Through the then Attorney General Jim McGinty, Rodriguez-Urrutia Shu's family and their many supporters petitioned the Government to have the laws changed to reflect more clearly the seriousness of the crimes committed. As a result, the charges of wilful murder and murder were repealed and a single charge of murder was created to include more severe penalty options. Though a distinction between an intent to murder and non-intent was still included, the sentencing considerations were dramatically altered. The new legislation calls for an ability to impose a "never to be released" clause as well as a change in the minimum sentence that can be imposed before release on parole can be considered. For murder with intent the minimum sentence is 20 years and for murder without a proved intent (manslaughter) it is 15 years.

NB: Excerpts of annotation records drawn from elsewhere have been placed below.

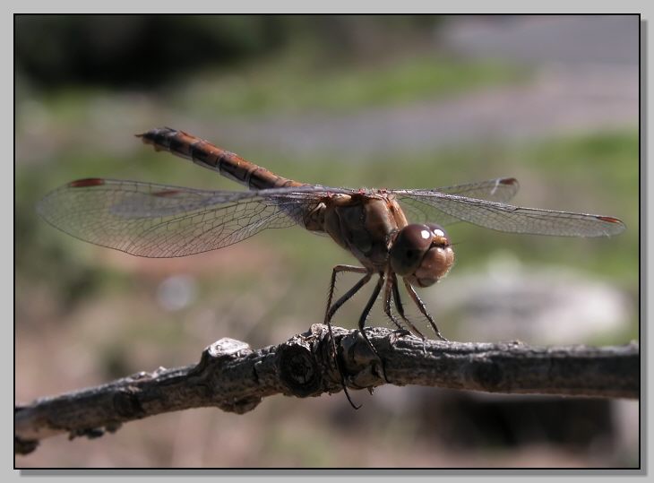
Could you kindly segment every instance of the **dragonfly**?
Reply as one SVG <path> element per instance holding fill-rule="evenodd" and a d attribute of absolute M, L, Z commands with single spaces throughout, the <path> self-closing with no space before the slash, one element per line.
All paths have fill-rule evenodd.
<path fill-rule="evenodd" d="M 564 237 L 612 236 L 625 228 L 610 216 L 507 204 L 519 188 L 513 177 L 435 189 L 330 187 L 282 177 L 169 127 L 137 137 L 156 151 L 190 160 L 248 189 L 203 190 L 92 177 L 47 194 L 38 206 L 40 215 L 73 237 L 144 257 L 186 256 L 223 248 L 267 229 L 299 225 L 327 235 L 362 266 L 333 267 L 324 323 L 331 335 L 335 313 L 376 276 L 358 321 L 360 333 L 375 354 L 365 327 L 382 292 L 383 311 L 391 321 L 401 330 L 406 330 L 405 323 L 425 340 L 406 316 L 398 277 L 435 335 L 446 341 L 416 291 L 441 280 L 454 263 L 443 226 L 462 220 L 499 231 Z M 337 275 L 346 272 L 361 278 L 334 301 Z"/>

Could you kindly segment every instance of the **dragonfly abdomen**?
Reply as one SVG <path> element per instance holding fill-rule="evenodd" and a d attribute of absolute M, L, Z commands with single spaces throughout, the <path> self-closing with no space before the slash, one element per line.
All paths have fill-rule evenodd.
<path fill-rule="evenodd" d="M 162 127 L 137 136 L 146 144 L 154 146 L 157 151 L 168 151 L 191 160 L 195 164 L 218 171 L 225 177 L 251 190 L 302 185 L 302 183 L 277 176 L 265 168 L 184 131 Z"/>

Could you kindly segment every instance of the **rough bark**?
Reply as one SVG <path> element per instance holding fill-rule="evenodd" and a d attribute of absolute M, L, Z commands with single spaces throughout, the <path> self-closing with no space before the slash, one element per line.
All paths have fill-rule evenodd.
<path fill-rule="evenodd" d="M 639 397 L 639 345 L 534 348 L 521 342 L 422 341 L 404 332 L 366 329 L 381 360 L 358 331 L 334 328 L 350 389 L 417 384 L 489 392 Z M 14 452 L 59 433 L 98 437 L 122 423 L 161 412 L 215 406 L 243 414 L 266 396 L 319 396 L 342 390 L 327 327 L 315 324 L 277 346 L 253 350 L 221 339 L 197 365 L 141 372 L 99 387 L 47 397 L 14 410 Z M 384 377 L 385 375 L 385 377 Z M 345 403 L 345 402 L 344 402 Z"/>

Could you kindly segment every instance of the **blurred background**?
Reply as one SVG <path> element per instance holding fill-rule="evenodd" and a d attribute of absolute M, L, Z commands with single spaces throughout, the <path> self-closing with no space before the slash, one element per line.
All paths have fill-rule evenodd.
<path fill-rule="evenodd" d="M 452 225 L 456 266 L 421 297 L 456 341 L 639 338 L 637 16 L 17 16 L 15 34 L 17 404 L 193 364 L 222 337 L 280 343 L 323 321 L 331 267 L 354 262 L 300 229 L 138 258 L 37 216 L 81 177 L 241 189 L 133 137 L 164 125 L 303 182 L 511 176 L 517 204 L 618 217 L 627 230 L 600 239 Z M 337 324 L 356 327 L 362 292 Z M 390 326 L 380 306 L 369 324 Z M 392 385 L 353 397 L 358 411 L 340 392 L 161 415 L 44 440 L 16 465 L 639 464 L 637 401 Z"/>

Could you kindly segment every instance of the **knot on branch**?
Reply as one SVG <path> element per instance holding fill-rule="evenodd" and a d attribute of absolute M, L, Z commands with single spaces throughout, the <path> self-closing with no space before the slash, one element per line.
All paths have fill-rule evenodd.
<path fill-rule="evenodd" d="M 309 344 L 294 341 L 279 350 L 281 383 L 288 393 L 300 398 L 321 392 L 323 375 Z"/>

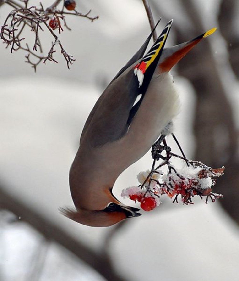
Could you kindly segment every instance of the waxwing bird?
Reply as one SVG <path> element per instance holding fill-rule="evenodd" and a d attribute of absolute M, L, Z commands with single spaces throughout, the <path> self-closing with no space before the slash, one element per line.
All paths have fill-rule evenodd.
<path fill-rule="evenodd" d="M 70 172 L 76 210 L 60 208 L 75 221 L 106 226 L 141 214 L 139 209 L 115 197 L 114 184 L 150 149 L 178 112 L 178 97 L 169 72 L 216 29 L 164 49 L 172 22 L 168 22 L 144 56 L 151 33 L 104 91 L 86 121 Z"/>

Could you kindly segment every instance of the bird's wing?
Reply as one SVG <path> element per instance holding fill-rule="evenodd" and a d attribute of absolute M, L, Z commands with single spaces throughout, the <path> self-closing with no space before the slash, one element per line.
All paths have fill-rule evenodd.
<path fill-rule="evenodd" d="M 134 55 L 133 57 L 130 60 L 125 66 L 120 69 L 111 83 L 112 83 L 113 81 L 115 80 L 116 78 L 118 77 L 125 70 L 126 70 L 130 65 L 132 65 L 135 62 L 136 62 L 137 61 L 143 58 L 143 56 L 144 55 L 144 53 L 151 37 L 152 37 L 153 35 L 153 34 L 156 28 L 157 27 L 157 26 L 159 22 L 161 20 L 161 19 L 160 19 L 158 21 L 158 22 L 155 24 L 155 26 L 154 27 L 154 28 L 152 31 L 151 33 L 150 33 L 148 38 L 145 40 L 143 45 L 140 47 L 139 50 Z"/>
<path fill-rule="evenodd" d="M 81 137 L 88 145 L 102 145 L 127 132 L 151 81 L 169 32 L 167 24 L 148 53 L 111 83 L 96 102 Z M 134 105 L 137 97 L 141 99 Z"/>
<path fill-rule="evenodd" d="M 153 34 L 154 31 L 155 30 L 155 29 L 159 22 L 161 20 L 161 19 L 159 19 L 158 21 L 158 22 L 155 25 L 154 28 L 153 29 L 153 30 L 152 30 L 150 34 L 145 40 L 144 44 L 140 47 L 139 49 L 138 50 L 137 52 L 134 55 L 134 56 L 126 64 L 125 64 L 125 65 L 119 71 L 117 74 L 116 74 L 116 75 L 115 76 L 110 82 L 110 84 L 111 84 L 113 82 L 113 81 L 114 81 L 117 78 L 120 76 L 121 74 L 124 72 L 125 70 L 126 70 L 127 68 L 130 66 L 130 65 L 131 65 L 132 64 L 135 63 L 137 61 L 139 60 L 140 59 L 143 57 L 143 56 L 144 55 L 144 53 L 146 49 L 147 48 L 149 43 L 149 42 L 150 41 L 150 39 L 151 39 L 152 35 L 153 35 Z M 84 128 L 83 128 L 82 132 L 81 133 L 81 140 L 83 138 L 84 134 L 84 133 L 86 130 L 88 125 L 90 122 L 90 121 L 92 119 L 92 117 L 96 110 L 98 105 L 101 101 L 101 97 L 100 97 L 90 113 L 88 117 L 86 120 L 86 123 L 85 124 Z M 80 140 L 80 144 L 81 143 L 81 140 Z"/>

===Sex offender register===

In addition to the changes to murder legislation, Rodriguez-Urrutia Shu's family worked to have the Western Australian Government introduce a public sex offender register. This would see the names and suburbs (but not addresses) of convicted sex offenders be made available to the public. Though public support was very strong for such a register, the government stalled on the legislation due to the concerns such legislation could cause to the safety of known sex offenders. Police in particular showed concerns for the fear of vigilante attacks against sex offenders who have been released after serving their time in jail. In November 2011, the government of Western Australia passed legislation in the lower house for a register. It was envisioned that serious and repeat offenders would have their names and suburbs published on a public website. Furthermore, parents would be able to check if people who have regular contact with their children were on the sex offenders register. This would be by way of providing the person's details to police. In June 2012, the Western Australian sex offender register was enacted as legislation. On 15 October 2012, the register went live.

==Parole attempt==

In June 2018, the 12th anniversary of Rodriguez-Urrutia Shu's murder, a public petition was initiated in preparation for Arthurs' first parole hearing scheduled in early 2019. On 26 June 2019, Arthurs was considered for parole, having served a 13-year minimum term of imprisonment. The petition addressed current Attorney-General of Western Australia John Quigley and called on support from the public for the non-release of Arthurs, regardless of his eligibility for parole. Within a few days the online petition had gathered 75,000 signatures, and over the following two weeks it grew to 100,000 signatures. The petition gained strong media attention in Western Australia and reflected public concern that Arthurs may be released prior to his maximum term of imprisonment having been served. Many members of the public were shocked that it had already been 12 years since Rodriguez-Urrutia Shu was murdered. The media attention drew public comment from Quigley, who stated "the wishes of Sofia's family will weigh heavily in any decision I might make regarding this shocking case."

On 20 June 2019, Attorney-General Quigley supported a recommendation by the Western Australian Prison Review Board that Arthurs not be released into the community. Arthurs was again considered for and denied parole in 2022 and in May 2025.